Levitt: Selling Cable Is Like Dealing Crack

Boston -- Economics professor and Freakonomics author Steve Levitt offered Cable & Telecommunications Association for Marketing CTAM Summit attendees here an abbreviated version of the first chapter of his book, explaining the organizational structure and economics of street gangs.

He pleaded a lack of knowledge of business generally, and cable specifically, but he used his platform to explain his vision that an open-minded examination of processes and, more important, the adoption of recommendations based on analysis can lead to better understanding of the way things work.

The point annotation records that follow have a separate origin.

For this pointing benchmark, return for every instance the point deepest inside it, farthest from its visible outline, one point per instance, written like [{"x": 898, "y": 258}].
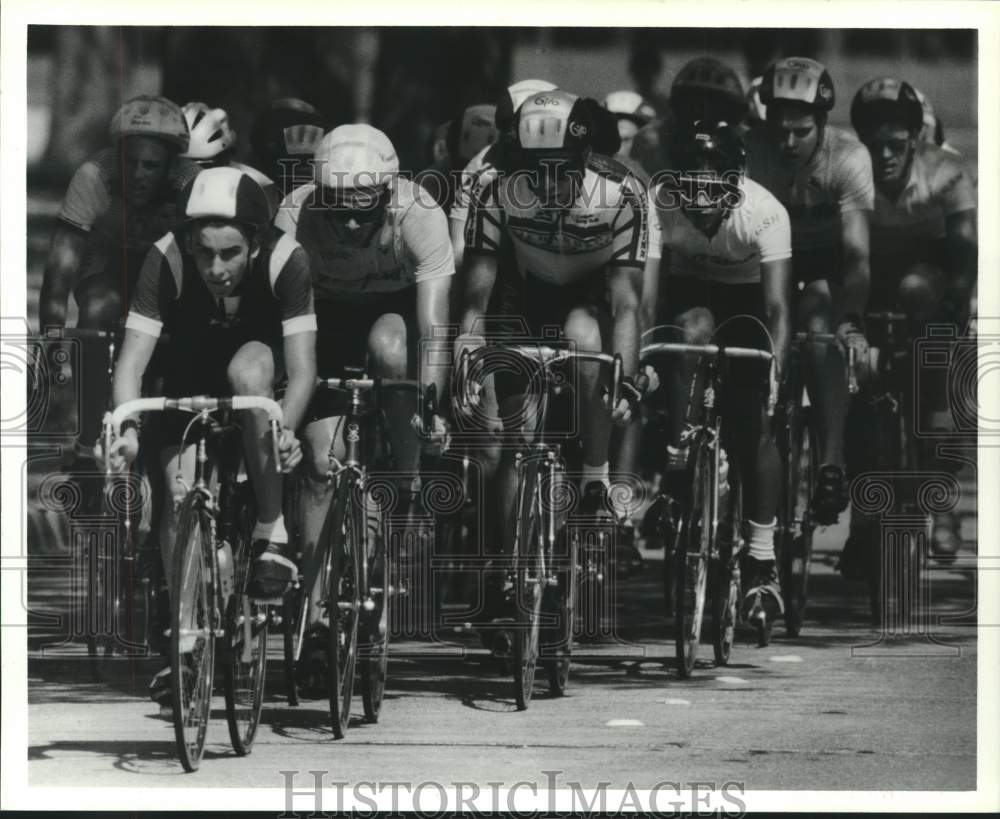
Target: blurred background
[{"x": 408, "y": 80}]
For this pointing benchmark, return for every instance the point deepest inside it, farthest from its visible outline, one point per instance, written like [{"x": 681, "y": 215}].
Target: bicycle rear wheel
[
  {"x": 795, "y": 552},
  {"x": 245, "y": 646},
  {"x": 726, "y": 571},
  {"x": 344, "y": 606},
  {"x": 691, "y": 558},
  {"x": 529, "y": 572},
  {"x": 192, "y": 630},
  {"x": 375, "y": 647}
]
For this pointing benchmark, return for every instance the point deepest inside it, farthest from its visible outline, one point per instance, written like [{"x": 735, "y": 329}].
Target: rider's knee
[
  {"x": 698, "y": 325},
  {"x": 251, "y": 372},
  {"x": 387, "y": 346},
  {"x": 583, "y": 329}
]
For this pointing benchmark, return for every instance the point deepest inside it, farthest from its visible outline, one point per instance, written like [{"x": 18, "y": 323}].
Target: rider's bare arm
[
  {"x": 857, "y": 271},
  {"x": 62, "y": 268}
]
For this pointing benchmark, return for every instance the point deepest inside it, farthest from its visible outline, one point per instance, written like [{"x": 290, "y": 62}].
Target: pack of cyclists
[{"x": 734, "y": 216}]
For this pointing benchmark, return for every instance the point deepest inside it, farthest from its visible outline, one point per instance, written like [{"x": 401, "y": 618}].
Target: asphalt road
[{"x": 821, "y": 712}]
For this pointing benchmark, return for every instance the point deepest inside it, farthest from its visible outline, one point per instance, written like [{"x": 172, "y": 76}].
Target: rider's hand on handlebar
[
  {"x": 630, "y": 395},
  {"x": 289, "y": 450},
  {"x": 124, "y": 451},
  {"x": 852, "y": 337}
]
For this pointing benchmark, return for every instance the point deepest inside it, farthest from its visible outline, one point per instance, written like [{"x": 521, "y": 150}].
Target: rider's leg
[{"x": 827, "y": 385}]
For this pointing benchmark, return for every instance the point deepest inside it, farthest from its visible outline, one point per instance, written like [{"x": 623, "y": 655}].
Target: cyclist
[
  {"x": 473, "y": 130},
  {"x": 924, "y": 247},
  {"x": 822, "y": 175},
  {"x": 382, "y": 267},
  {"x": 578, "y": 226},
  {"x": 632, "y": 112},
  {"x": 213, "y": 144},
  {"x": 118, "y": 203},
  {"x": 727, "y": 268},
  {"x": 235, "y": 297},
  {"x": 704, "y": 90},
  {"x": 283, "y": 140}
]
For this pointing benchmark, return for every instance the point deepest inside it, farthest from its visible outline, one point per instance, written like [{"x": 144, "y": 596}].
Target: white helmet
[
  {"x": 211, "y": 134},
  {"x": 355, "y": 157}
]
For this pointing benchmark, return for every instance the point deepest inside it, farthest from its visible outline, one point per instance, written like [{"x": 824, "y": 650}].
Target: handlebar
[
  {"x": 196, "y": 404},
  {"x": 545, "y": 357},
  {"x": 715, "y": 351}
]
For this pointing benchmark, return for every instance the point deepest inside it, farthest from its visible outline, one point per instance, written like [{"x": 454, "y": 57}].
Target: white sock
[
  {"x": 274, "y": 532},
  {"x": 761, "y": 546},
  {"x": 598, "y": 474}
]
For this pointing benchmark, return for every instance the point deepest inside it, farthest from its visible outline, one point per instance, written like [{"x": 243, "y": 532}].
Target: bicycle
[
  {"x": 540, "y": 583},
  {"x": 355, "y": 573},
  {"x": 211, "y": 564},
  {"x": 708, "y": 540},
  {"x": 799, "y": 448}
]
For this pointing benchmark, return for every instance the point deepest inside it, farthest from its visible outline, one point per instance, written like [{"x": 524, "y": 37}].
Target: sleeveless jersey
[{"x": 411, "y": 246}]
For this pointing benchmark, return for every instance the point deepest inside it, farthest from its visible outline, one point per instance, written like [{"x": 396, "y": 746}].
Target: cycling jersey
[
  {"x": 836, "y": 180},
  {"x": 93, "y": 204},
  {"x": 757, "y": 231},
  {"x": 274, "y": 298},
  {"x": 411, "y": 246},
  {"x": 939, "y": 184},
  {"x": 608, "y": 224}
]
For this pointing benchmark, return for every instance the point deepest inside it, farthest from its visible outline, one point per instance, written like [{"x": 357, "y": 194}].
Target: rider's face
[
  {"x": 796, "y": 134},
  {"x": 891, "y": 147},
  {"x": 222, "y": 255},
  {"x": 146, "y": 161}
]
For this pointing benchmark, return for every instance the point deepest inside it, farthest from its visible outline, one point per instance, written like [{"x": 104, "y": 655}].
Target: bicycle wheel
[
  {"x": 795, "y": 553},
  {"x": 192, "y": 630},
  {"x": 725, "y": 571},
  {"x": 343, "y": 605},
  {"x": 245, "y": 645},
  {"x": 691, "y": 558},
  {"x": 528, "y": 573},
  {"x": 375, "y": 648}
]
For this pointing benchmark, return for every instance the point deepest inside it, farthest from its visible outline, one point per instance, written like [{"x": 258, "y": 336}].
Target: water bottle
[{"x": 226, "y": 578}]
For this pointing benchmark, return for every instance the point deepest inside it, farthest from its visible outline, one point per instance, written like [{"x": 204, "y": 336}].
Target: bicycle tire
[
  {"x": 193, "y": 587},
  {"x": 344, "y": 606},
  {"x": 528, "y": 574},
  {"x": 691, "y": 559},
  {"x": 795, "y": 553},
  {"x": 375, "y": 649},
  {"x": 245, "y": 642},
  {"x": 725, "y": 571}
]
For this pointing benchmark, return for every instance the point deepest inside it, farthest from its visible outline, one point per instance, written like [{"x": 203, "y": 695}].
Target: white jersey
[{"x": 756, "y": 232}]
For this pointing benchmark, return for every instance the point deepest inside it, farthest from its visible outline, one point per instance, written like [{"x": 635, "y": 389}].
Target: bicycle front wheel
[
  {"x": 691, "y": 559},
  {"x": 246, "y": 635},
  {"x": 192, "y": 630},
  {"x": 344, "y": 606}
]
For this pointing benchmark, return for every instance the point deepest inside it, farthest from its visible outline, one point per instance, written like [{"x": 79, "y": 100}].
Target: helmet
[
  {"x": 153, "y": 117},
  {"x": 707, "y": 74},
  {"x": 553, "y": 121},
  {"x": 798, "y": 79},
  {"x": 758, "y": 111},
  {"x": 629, "y": 105},
  {"x": 289, "y": 128},
  {"x": 516, "y": 94},
  {"x": 886, "y": 98},
  {"x": 469, "y": 133},
  {"x": 226, "y": 194},
  {"x": 717, "y": 145},
  {"x": 355, "y": 157},
  {"x": 210, "y": 131}
]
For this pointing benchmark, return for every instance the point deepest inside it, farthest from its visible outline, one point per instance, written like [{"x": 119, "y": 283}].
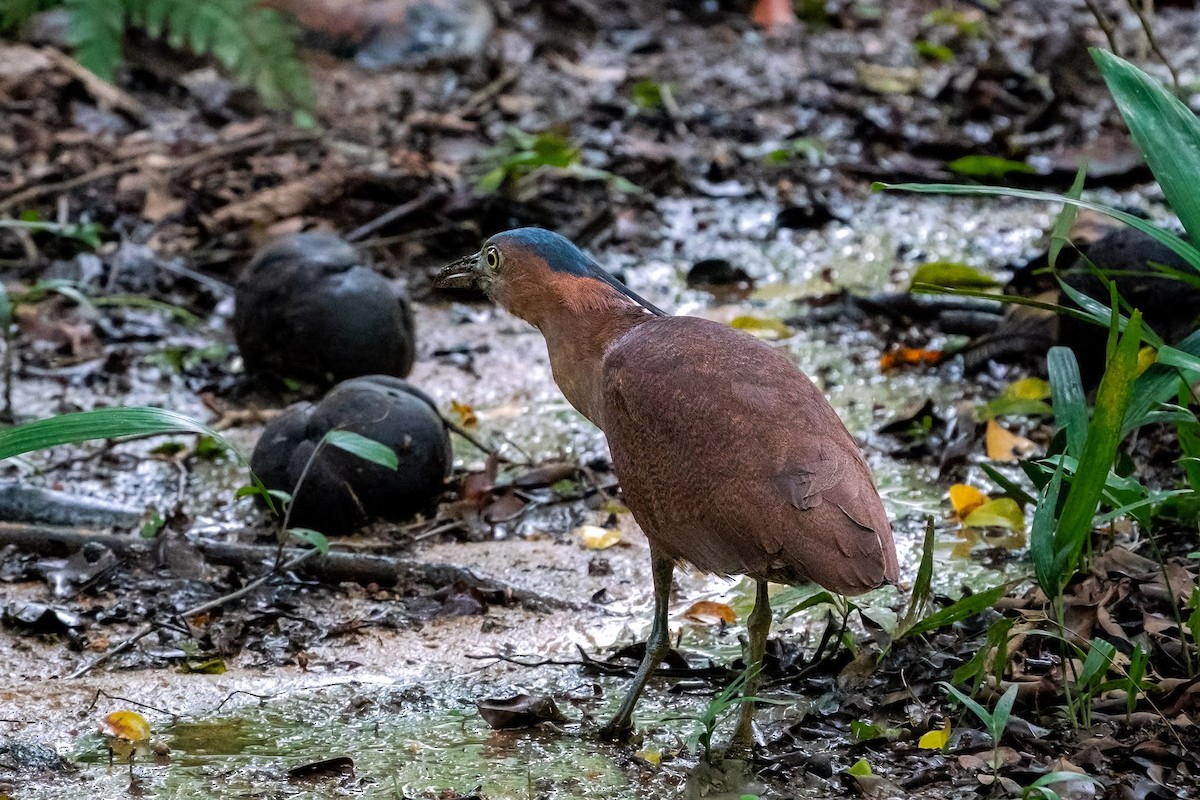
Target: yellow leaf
[
  {"x": 861, "y": 769},
  {"x": 595, "y": 537},
  {"x": 1146, "y": 358},
  {"x": 711, "y": 613},
  {"x": 965, "y": 499},
  {"x": 762, "y": 328},
  {"x": 466, "y": 414},
  {"x": 1005, "y": 445},
  {"x": 129, "y": 726},
  {"x": 1027, "y": 389},
  {"x": 649, "y": 756},
  {"x": 936, "y": 739},
  {"x": 905, "y": 356},
  {"x": 1001, "y": 512}
]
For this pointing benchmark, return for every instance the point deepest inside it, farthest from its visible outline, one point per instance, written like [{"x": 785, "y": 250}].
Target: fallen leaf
[
  {"x": 903, "y": 356},
  {"x": 519, "y": 711},
  {"x": 888, "y": 80},
  {"x": 1001, "y": 512},
  {"x": 1005, "y": 445},
  {"x": 711, "y": 613},
  {"x": 127, "y": 726},
  {"x": 936, "y": 739},
  {"x": 762, "y": 328},
  {"x": 649, "y": 756},
  {"x": 965, "y": 499},
  {"x": 1024, "y": 397},
  {"x": 594, "y": 537},
  {"x": 465, "y": 413}
]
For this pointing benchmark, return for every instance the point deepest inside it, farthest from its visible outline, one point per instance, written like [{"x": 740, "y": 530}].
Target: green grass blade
[
  {"x": 1061, "y": 233},
  {"x": 1165, "y": 238},
  {"x": 101, "y": 423},
  {"x": 1099, "y": 450},
  {"x": 964, "y": 608},
  {"x": 1165, "y": 131},
  {"x": 1067, "y": 397},
  {"x": 1042, "y": 536},
  {"x": 1009, "y": 486},
  {"x": 1157, "y": 385},
  {"x": 1017, "y": 300},
  {"x": 364, "y": 447}
]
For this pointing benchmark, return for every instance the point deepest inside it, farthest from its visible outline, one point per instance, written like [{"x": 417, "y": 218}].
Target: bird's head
[{"x": 529, "y": 269}]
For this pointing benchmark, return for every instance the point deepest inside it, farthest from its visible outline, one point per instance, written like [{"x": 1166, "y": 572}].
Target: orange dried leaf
[
  {"x": 1005, "y": 445},
  {"x": 465, "y": 413},
  {"x": 936, "y": 739},
  {"x": 1001, "y": 512},
  {"x": 127, "y": 726},
  {"x": 711, "y": 613},
  {"x": 903, "y": 356},
  {"x": 598, "y": 539},
  {"x": 965, "y": 499}
]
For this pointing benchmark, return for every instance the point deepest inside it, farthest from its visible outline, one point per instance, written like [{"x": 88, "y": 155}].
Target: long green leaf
[
  {"x": 964, "y": 608},
  {"x": 364, "y": 447},
  {"x": 1158, "y": 384},
  {"x": 1165, "y": 131},
  {"x": 1099, "y": 451},
  {"x": 1042, "y": 535},
  {"x": 1099, "y": 313},
  {"x": 101, "y": 423},
  {"x": 1182, "y": 248},
  {"x": 1068, "y": 397}
]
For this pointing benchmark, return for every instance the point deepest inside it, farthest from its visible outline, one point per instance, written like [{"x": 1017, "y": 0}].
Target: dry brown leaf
[
  {"x": 1006, "y": 445},
  {"x": 285, "y": 200},
  {"x": 711, "y": 613}
]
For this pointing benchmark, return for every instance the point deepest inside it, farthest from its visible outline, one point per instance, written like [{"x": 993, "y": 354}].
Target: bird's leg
[
  {"x": 759, "y": 629},
  {"x": 657, "y": 647}
]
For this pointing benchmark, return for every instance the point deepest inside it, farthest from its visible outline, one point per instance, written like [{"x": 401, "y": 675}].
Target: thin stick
[
  {"x": 129, "y": 164},
  {"x": 150, "y": 627},
  {"x": 399, "y": 212}
]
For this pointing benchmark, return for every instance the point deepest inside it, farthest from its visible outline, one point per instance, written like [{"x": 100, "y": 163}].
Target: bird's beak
[{"x": 463, "y": 274}]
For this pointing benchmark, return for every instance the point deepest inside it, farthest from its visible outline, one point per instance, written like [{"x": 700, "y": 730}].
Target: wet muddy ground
[{"x": 390, "y": 675}]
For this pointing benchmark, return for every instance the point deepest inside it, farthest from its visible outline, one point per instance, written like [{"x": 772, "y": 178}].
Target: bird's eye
[{"x": 492, "y": 258}]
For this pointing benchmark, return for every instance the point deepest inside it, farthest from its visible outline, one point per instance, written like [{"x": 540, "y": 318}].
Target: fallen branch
[
  {"x": 108, "y": 170},
  {"x": 401, "y": 211},
  {"x": 333, "y": 567},
  {"x": 150, "y": 627}
]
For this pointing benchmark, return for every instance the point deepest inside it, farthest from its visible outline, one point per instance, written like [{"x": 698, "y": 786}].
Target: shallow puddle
[{"x": 409, "y": 741}]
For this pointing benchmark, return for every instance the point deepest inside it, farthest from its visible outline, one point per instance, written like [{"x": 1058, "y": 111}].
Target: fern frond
[
  {"x": 255, "y": 43},
  {"x": 13, "y": 13},
  {"x": 95, "y": 31}
]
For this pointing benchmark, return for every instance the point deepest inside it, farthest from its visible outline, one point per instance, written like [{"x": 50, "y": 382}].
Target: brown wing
[{"x": 732, "y": 459}]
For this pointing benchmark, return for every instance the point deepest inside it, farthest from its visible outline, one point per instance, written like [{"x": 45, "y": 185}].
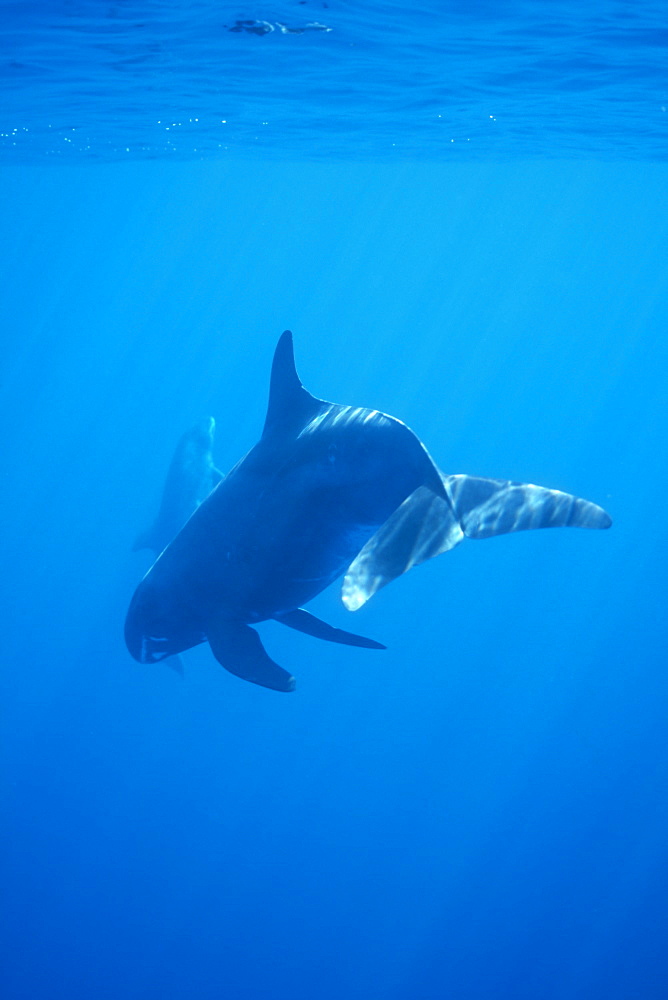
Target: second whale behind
[{"x": 328, "y": 490}]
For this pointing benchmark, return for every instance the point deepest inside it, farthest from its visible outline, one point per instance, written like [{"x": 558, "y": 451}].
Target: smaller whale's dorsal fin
[{"x": 291, "y": 406}]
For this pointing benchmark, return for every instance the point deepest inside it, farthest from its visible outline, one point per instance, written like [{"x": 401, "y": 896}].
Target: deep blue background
[{"x": 478, "y": 812}]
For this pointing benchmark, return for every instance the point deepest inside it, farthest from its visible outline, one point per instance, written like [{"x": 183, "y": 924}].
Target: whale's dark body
[
  {"x": 191, "y": 477},
  {"x": 327, "y": 489}
]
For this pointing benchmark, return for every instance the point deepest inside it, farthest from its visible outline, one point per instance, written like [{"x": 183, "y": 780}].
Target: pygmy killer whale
[{"x": 328, "y": 490}]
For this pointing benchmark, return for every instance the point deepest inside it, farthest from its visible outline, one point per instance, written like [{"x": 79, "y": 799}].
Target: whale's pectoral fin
[
  {"x": 487, "y": 507},
  {"x": 176, "y": 664},
  {"x": 304, "y": 621},
  {"x": 422, "y": 527},
  {"x": 238, "y": 648}
]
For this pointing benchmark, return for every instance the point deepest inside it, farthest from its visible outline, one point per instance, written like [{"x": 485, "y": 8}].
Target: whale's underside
[{"x": 328, "y": 491}]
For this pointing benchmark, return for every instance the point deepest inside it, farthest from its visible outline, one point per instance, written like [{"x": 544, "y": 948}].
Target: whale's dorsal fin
[{"x": 291, "y": 406}]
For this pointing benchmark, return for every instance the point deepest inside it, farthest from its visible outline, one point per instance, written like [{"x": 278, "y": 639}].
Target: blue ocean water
[{"x": 479, "y": 811}]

A successful Chicago street gang, in his analysis, works a lot like big corporation -- a corporation that took off once technology created a way to lower the production cost of crack cocaine.

He joked that cable’s success mimicked the surge in the merchandising of crack in that operators have found a much more efficient way of delivering entertainment and information into people’s brains. But he also cautioned that following up on a gang years later, he learned that most of the members were dead or in jail, and he hoped that wouldn’t be the case 10 years from now for CTAM attendees.

Like gangs, success and failure of an endeavor correlates to the impact of government and policymakers on that activity, he said. The challenge cable faces next is from the effort underway by telephone companies to co-opt the legislative process, Levitt said.

He added that campaign donations to legislators is a less effective use of money than spending more on lobbying those same legislators.